If you were a fish and your retina was damaged, it could repair itself and your vision would be restored in a few weeks.

Sadly, human eyes don’t have this beneficial ability. However, new research into retinal regeneration in zebrafish has identified a signal that appears to trigger the self–repair process. And, if confirmed by follow–up studies, the discovery raises the possibility that human retinas can also be induced to regenerate, naturally repairing damage caused by degenerative retinal diseases and injury, including age–related macular degeneration and retinitis pigmentosa.

The paper titled “Neurotransmitter–Regulated Regeneration in the Zebrafish Retina” was published online Mar. 9 by the journal Stem Cell Reports.

“The prevailing belief has been that the regeneration process in fish retinas is triggered by secreted growth factors, but our results indicate that the neurotransmitter GABA might initiate the process instead,” said James Patton, Stevenson Professor of Biological Sciences at Vanderbilt, who directed the study.

“This work opens new ideas for therapies for blinding diseases and has implications for the broader field of regenerative medicine,” said Tom Greenwell, program officer for retinal neuroscience at the National Eye Institute, which funded the study.
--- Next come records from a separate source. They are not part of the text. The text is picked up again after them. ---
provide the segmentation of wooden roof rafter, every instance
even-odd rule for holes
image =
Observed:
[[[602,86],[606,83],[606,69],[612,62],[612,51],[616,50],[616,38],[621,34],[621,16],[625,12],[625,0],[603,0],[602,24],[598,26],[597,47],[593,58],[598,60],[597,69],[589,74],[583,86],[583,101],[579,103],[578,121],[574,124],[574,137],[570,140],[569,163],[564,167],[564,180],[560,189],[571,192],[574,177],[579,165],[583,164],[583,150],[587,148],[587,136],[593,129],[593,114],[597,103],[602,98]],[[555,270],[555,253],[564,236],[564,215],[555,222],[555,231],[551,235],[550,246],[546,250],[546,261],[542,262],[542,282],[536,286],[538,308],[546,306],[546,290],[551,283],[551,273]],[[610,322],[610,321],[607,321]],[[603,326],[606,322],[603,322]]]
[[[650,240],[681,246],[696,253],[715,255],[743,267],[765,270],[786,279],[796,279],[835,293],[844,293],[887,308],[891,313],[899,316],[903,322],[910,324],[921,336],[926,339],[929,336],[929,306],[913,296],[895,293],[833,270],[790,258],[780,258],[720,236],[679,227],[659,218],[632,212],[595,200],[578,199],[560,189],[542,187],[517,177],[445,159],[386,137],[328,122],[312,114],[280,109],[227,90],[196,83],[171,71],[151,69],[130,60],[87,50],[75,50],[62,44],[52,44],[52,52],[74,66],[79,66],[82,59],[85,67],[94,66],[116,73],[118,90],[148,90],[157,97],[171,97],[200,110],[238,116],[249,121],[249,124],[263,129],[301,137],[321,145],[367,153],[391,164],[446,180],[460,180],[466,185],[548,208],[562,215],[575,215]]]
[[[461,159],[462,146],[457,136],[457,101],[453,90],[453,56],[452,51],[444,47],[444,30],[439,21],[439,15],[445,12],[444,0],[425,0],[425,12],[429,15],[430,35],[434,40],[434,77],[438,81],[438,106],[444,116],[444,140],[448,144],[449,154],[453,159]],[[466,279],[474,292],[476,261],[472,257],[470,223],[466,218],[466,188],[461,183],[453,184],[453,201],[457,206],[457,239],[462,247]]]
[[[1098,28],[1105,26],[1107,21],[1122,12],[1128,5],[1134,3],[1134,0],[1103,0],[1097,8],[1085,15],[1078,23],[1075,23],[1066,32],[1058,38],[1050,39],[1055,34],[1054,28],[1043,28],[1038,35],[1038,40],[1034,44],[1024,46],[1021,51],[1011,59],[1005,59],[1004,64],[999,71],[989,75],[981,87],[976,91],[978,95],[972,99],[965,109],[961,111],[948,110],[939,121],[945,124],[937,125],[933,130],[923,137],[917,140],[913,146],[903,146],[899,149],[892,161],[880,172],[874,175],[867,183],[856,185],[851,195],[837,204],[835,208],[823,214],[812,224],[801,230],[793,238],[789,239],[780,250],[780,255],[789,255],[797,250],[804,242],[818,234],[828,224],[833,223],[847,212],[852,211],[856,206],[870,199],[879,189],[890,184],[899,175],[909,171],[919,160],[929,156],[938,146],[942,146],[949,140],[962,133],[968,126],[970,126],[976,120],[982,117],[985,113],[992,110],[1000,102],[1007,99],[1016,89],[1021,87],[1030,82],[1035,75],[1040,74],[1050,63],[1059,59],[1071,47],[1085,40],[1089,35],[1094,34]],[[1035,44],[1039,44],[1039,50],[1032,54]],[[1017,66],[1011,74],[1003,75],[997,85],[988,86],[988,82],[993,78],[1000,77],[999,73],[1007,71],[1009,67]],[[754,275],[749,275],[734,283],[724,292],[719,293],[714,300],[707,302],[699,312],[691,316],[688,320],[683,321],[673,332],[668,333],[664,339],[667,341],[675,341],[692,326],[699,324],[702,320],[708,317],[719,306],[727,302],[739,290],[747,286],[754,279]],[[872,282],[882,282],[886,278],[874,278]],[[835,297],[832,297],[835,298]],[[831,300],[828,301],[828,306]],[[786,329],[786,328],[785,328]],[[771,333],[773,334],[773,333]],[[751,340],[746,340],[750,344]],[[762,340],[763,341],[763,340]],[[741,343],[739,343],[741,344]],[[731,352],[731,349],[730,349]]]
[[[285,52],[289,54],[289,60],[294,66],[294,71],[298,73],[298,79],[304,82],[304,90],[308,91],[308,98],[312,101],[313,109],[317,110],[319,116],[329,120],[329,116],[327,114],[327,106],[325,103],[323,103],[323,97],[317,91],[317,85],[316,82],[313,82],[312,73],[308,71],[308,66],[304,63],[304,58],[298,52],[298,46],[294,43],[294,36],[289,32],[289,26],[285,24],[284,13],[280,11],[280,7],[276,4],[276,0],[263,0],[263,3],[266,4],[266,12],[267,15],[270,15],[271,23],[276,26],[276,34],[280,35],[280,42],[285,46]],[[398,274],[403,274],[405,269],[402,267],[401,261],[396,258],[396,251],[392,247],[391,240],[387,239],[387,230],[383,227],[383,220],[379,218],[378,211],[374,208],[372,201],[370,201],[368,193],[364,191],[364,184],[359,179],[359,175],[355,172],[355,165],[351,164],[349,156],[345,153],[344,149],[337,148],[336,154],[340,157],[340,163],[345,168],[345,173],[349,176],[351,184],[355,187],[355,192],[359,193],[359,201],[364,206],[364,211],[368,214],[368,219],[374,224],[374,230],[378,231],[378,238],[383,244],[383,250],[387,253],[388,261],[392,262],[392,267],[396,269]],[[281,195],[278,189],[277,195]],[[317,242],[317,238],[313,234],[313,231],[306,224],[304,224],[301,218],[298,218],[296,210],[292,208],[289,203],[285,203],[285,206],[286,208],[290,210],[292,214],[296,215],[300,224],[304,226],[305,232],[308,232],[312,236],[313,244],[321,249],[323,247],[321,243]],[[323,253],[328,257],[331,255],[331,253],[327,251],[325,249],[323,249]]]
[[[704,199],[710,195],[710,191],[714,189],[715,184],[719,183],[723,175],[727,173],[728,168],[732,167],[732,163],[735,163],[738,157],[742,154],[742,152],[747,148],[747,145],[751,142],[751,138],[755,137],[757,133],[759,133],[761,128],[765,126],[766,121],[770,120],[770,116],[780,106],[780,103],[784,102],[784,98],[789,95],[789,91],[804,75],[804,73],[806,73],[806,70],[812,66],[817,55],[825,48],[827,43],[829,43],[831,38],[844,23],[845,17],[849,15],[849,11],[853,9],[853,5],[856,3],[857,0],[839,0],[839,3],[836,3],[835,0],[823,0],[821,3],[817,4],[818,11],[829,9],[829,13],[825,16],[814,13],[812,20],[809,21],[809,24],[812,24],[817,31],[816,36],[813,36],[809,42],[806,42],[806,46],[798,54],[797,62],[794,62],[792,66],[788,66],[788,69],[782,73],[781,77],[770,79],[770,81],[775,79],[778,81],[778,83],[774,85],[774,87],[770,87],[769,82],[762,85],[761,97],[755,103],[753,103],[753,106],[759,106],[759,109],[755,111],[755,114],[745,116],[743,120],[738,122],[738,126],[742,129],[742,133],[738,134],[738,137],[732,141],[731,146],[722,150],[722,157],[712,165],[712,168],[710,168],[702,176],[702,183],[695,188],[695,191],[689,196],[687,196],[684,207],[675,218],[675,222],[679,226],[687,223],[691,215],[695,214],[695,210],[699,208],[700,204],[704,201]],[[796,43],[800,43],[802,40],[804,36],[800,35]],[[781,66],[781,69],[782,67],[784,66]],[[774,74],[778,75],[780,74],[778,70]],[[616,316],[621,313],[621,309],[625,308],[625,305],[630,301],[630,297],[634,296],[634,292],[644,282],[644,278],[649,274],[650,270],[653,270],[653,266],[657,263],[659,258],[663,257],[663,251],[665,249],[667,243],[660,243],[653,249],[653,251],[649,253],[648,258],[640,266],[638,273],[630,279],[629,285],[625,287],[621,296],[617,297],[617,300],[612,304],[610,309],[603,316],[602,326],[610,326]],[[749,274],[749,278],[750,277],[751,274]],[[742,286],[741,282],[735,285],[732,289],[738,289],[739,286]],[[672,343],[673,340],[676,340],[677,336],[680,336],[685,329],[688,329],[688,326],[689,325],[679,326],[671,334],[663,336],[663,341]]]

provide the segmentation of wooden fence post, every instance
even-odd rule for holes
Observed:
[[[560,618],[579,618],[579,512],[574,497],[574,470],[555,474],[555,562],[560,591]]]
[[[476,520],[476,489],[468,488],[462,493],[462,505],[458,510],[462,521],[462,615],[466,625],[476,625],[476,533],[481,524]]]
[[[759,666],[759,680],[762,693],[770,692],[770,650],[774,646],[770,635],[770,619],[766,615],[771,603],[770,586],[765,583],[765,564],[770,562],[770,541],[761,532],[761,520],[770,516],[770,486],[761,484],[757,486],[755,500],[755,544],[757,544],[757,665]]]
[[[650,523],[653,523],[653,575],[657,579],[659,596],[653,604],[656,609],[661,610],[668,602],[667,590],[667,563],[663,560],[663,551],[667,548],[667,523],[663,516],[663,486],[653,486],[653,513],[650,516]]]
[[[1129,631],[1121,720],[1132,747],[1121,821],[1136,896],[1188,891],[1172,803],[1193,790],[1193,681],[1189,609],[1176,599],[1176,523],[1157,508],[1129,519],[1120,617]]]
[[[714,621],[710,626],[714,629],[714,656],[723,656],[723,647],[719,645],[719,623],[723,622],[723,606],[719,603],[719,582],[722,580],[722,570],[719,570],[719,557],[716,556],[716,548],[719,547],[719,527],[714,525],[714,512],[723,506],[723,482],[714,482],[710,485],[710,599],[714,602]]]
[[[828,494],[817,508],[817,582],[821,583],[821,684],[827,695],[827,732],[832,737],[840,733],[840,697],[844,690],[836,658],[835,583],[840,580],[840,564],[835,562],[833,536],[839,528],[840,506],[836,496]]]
It turns out that the structure of the retinas of fish and mammals are basically the same. Although the retina is very thin – less than 0.5 millimeters thick – it contains three layers of nerve cells: photoreceptors that detect the light, horizontal cells that integrate the signals from the photoreceptors and ganglion cells that receive the visual information and route it to the brain.

In addition, the retina contains a special type of adult stem cell, called Müller glia, that span all three layers and provide mechanical support and electrical insulation. In fish retinas, they also play a key role in regeneration. When regeneration is triggered, the Müller glia dedifferentiate, begin proliferating, and then differentiate into replacements for the damaged nerve cells. Müller glia are also present in mammalian retinas, but don’t regenerate.
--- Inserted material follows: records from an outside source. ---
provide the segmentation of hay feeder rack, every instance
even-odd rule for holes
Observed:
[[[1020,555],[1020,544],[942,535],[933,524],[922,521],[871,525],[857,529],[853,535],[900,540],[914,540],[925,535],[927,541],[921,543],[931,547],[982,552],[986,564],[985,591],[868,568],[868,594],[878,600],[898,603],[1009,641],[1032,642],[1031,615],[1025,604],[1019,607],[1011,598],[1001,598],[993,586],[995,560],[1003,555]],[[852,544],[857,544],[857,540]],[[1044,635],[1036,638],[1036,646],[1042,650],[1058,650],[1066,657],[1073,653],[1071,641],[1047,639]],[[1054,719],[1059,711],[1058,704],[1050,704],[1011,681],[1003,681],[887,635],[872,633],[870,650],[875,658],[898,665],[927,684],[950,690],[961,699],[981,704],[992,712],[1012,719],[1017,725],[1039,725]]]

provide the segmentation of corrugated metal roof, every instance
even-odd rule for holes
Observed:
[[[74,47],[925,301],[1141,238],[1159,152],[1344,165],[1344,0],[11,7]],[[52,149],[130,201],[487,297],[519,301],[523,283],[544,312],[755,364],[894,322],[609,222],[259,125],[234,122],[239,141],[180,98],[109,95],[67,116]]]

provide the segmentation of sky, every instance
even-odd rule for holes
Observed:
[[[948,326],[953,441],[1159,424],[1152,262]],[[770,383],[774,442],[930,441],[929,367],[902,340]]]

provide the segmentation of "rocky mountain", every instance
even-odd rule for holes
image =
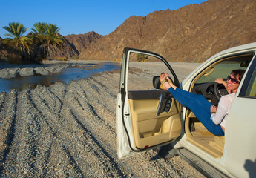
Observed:
[[[65,41],[63,47],[59,50],[55,50],[52,47],[50,58],[66,57],[67,59],[72,59],[78,56],[91,43],[96,42],[102,36],[95,32],[88,32],[85,34],[68,35],[63,37]]]
[[[120,60],[123,48],[129,47],[154,51],[168,61],[203,62],[223,50],[256,42],[255,9],[255,0],[209,0],[131,16],[79,57]]]

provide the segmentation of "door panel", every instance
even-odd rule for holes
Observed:
[[[181,133],[180,117],[174,99],[169,104],[170,109],[168,112],[164,111],[156,116],[159,97],[128,99],[134,142],[135,147],[139,149],[172,140],[177,138]],[[167,100],[166,99],[163,102],[164,104]]]
[[[158,62],[156,65],[163,65],[160,69],[168,73],[179,86],[175,73],[162,56],[144,50],[124,49],[116,107],[119,159],[171,142],[179,137],[182,130],[180,104],[168,91],[152,90],[154,76],[148,76],[151,74],[144,69],[139,71],[129,64],[129,60],[138,54]],[[142,77],[142,85],[137,82],[136,75],[131,73]]]

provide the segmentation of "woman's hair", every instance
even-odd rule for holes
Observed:
[[[240,81],[241,81],[243,76],[243,74],[244,74],[244,72],[246,71],[246,70],[243,70],[243,69],[237,69],[237,70],[233,70],[232,72],[231,72],[231,74],[232,74],[234,76],[237,77],[237,75],[238,75],[238,79]]]

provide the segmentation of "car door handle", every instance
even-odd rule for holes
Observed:
[[[156,116],[158,116],[163,112],[168,112],[171,108],[172,99],[169,94],[162,93],[160,97],[160,102],[157,106]]]

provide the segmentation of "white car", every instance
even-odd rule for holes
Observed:
[[[180,155],[207,177],[256,177],[255,53],[256,42],[223,50],[203,62],[180,85],[161,56],[125,48],[116,105],[119,159],[159,148],[166,158]],[[171,74],[177,86],[202,94],[215,105],[227,92],[214,80],[226,79],[232,70],[245,69],[226,119],[225,136],[209,132],[188,108],[168,91],[160,89],[159,77],[151,77],[153,90],[129,82],[132,81],[129,62],[138,55],[163,62],[163,71]]]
Graduate student Mahesh Rao got the idea that GABA – normally a fast–acting neurotransmitter best known for its role of calming nervous activity by inhibiting nerve transmission in the brain – might be the trigger for retinal regeneration. He was inspired by the results of a study in the mouse hippocampus which found that GABA was controlling stem cell activity.
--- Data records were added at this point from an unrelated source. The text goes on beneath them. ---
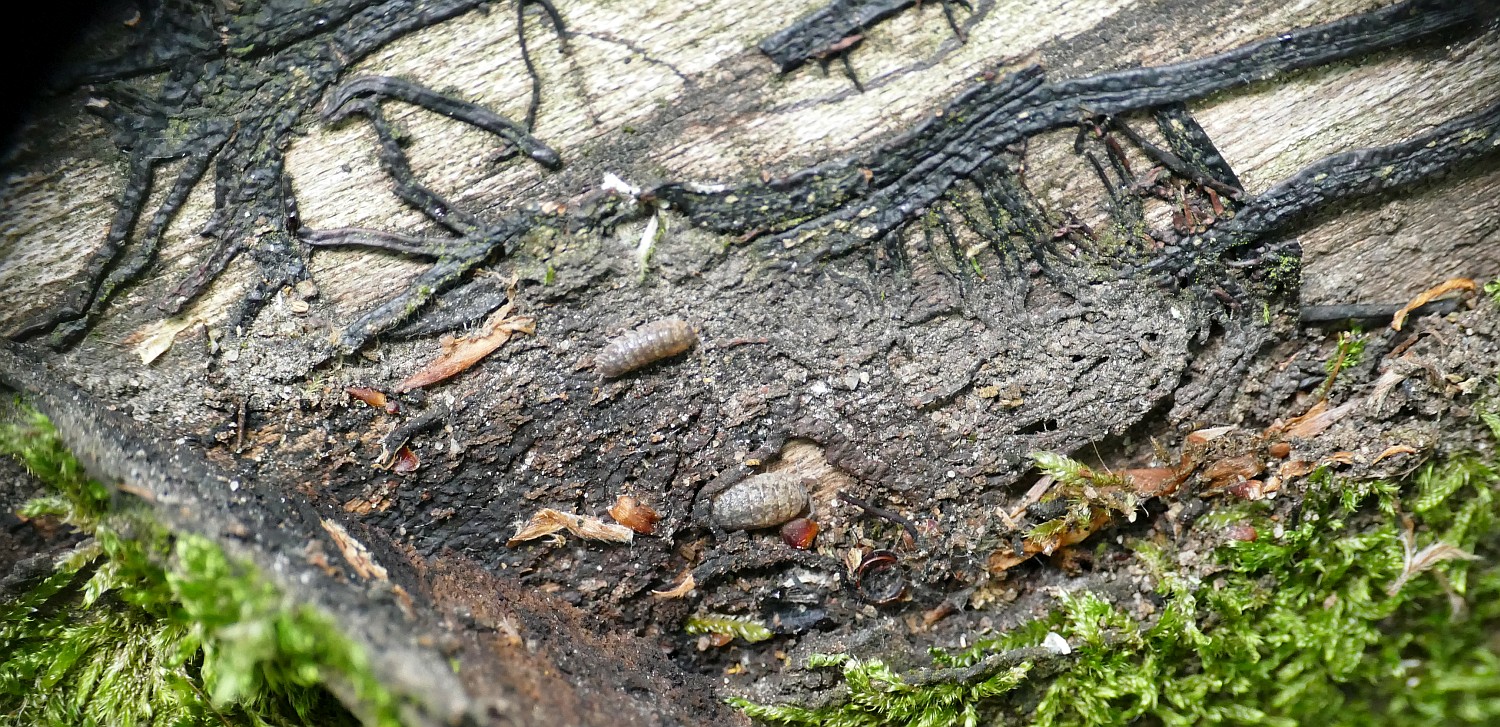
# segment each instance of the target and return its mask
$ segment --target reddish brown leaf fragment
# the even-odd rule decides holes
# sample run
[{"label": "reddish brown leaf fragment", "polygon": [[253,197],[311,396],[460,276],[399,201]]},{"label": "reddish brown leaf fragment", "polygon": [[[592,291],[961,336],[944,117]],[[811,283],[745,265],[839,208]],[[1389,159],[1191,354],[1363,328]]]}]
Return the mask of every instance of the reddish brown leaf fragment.
[{"label": "reddish brown leaf fragment", "polygon": [[1476,285],[1468,277],[1449,277],[1448,280],[1443,280],[1442,283],[1437,283],[1422,291],[1420,295],[1412,298],[1412,303],[1407,303],[1406,307],[1396,310],[1396,315],[1390,318],[1390,330],[1400,331],[1401,327],[1406,325],[1407,315],[1410,315],[1413,310],[1431,303],[1432,300],[1442,295],[1446,295],[1454,291],[1476,291],[1476,289],[1479,289],[1479,285]]},{"label": "reddish brown leaf fragment", "polygon": [[368,403],[368,405],[370,405],[370,406],[374,406],[376,409],[384,409],[386,405],[388,403],[386,400],[386,393],[381,391],[381,390],[378,390],[378,388],[348,387],[348,388],[344,390],[344,393],[346,393],[346,394],[352,396],[354,399],[358,399],[358,400],[362,400],[362,402],[364,402],[364,403]]},{"label": "reddish brown leaf fragment", "polygon": [[656,529],[656,522],[662,519],[656,510],[642,505],[640,501],[630,495],[621,495],[615,499],[615,504],[609,507],[609,517],[614,517],[616,523],[640,535],[651,535],[651,531]]},{"label": "reddish brown leaf fragment", "polygon": [[484,321],[484,325],[480,327],[478,331],[460,339],[453,339],[452,343],[442,346],[444,351],[432,361],[428,361],[420,372],[412,373],[400,384],[396,384],[396,393],[430,387],[440,381],[446,381],[468,370],[470,366],[474,366],[482,358],[492,354],[496,348],[506,345],[512,336],[518,333],[536,333],[536,318],[512,318],[510,310],[512,303],[506,303],[498,310],[490,313],[489,319]]},{"label": "reddish brown leaf fragment", "polygon": [[422,460],[417,459],[417,453],[411,451],[411,447],[406,445],[400,445],[400,448],[396,450],[396,456],[390,460],[390,471],[398,475],[416,472],[418,466],[422,466]]},{"label": "reddish brown leaf fragment", "polygon": [[818,540],[818,523],[806,517],[789,520],[782,526],[782,543],[786,543],[798,550],[813,547],[814,540]]}]

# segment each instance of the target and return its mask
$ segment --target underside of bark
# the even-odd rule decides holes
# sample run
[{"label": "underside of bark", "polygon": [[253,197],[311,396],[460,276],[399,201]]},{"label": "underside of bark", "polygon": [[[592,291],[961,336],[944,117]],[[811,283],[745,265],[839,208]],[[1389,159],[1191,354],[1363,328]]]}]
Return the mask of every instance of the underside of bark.
[{"label": "underside of bark", "polygon": [[[1500,271],[1485,4],[1101,1],[1078,25],[836,0],[684,15],[670,40],[608,4],[160,3],[100,28],[9,156],[0,382],[164,522],[348,624],[422,720],[830,703],[788,664],[916,664],[1053,588],[1138,592],[1107,544],[1083,568],[994,565],[1054,517],[1026,508],[1034,453],[1142,468],[1154,438],[1344,396],[1365,408],[1302,459],[1430,456],[1462,396],[1412,364],[1374,400],[1384,355],[1449,384],[1494,370],[1492,312],[1378,333],[1342,388],[1320,388],[1332,342],[1308,328]],[[1432,73],[1422,115],[1329,100]],[[1312,132],[1246,109],[1298,94],[1323,103]],[[1440,240],[1372,280],[1413,237]],[[592,367],[668,318],[692,352]],[[480,363],[404,384],[502,325]],[[718,528],[714,498],[764,472],[806,483],[813,549]],[[1206,537],[1192,489],[1095,538]],[[507,544],[543,508],[609,522],[621,496],[660,516],[628,546]],[[315,562],[328,520],[387,577]],[[682,625],[710,613],[774,637],[706,649]]]}]

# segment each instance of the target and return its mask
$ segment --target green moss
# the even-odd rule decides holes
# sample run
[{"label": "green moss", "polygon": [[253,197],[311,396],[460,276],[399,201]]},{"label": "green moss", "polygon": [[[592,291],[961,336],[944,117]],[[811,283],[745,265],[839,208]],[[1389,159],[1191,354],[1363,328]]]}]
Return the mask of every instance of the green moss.
[{"label": "green moss", "polygon": [[[1052,465],[1059,480],[1083,477]],[[1269,520],[1263,504],[1210,516],[1260,537],[1216,549],[1203,580],[1166,547],[1137,543],[1161,598],[1154,613],[1065,594],[1044,619],[934,652],[938,667],[969,667],[1054,631],[1072,648],[1059,669],[960,672],[970,681],[934,684],[933,673],[824,655],[818,666],[843,667],[848,702],[816,711],[735,703],[778,724],[1500,723],[1496,468],[1466,456],[1404,486],[1328,472],[1310,484],[1294,525]]]},{"label": "green moss", "polygon": [[687,631],[688,634],[738,636],[748,643],[771,639],[771,630],[765,628],[765,625],[759,621],[723,616],[717,613],[688,616],[687,624],[682,625],[682,631]]},{"label": "green moss", "polygon": [[362,651],[314,609],[200,535],[171,534],[140,501],[88,480],[45,417],[0,424],[52,495],[22,508],[87,537],[0,607],[8,724],[398,724]]}]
So, working with Patton and research assistant professor Dominic Didiano, Rao designed a series of experiments with zebrafish – an important animal model for studying regeneration – which determined that high concentrations of GABA in the retina keep the Müller glia quiescent and that they begin dedifferentiating and proliferating when GABA concentrations drop.

They tested their hypothesis in two ways: By blinding zebrafish and injecting them with drugs that stimulate GABA production and by injecting normal zebrafish with an enzyme that lowers the GABA levels in their eyes.

Zebrafish are easily blinded. If they are in total darkness for several days and then exposed to very bright light, all the photoreceptors in their retinas are destroyed. Due to their robust regenerative ability, however, their eyes recover in just 28 days. When the biologists injected drugs that kept GABA concentrations in the retinas of newly blinded fish at a high level, they found that it suppressed the regeneration process.

On the other hand, when they injected an enzyme that lowers GABA levels in the eyes of normal fish, they found that the Müller glia began dedifferentiating and proliferating, the first stage in the regeneration process.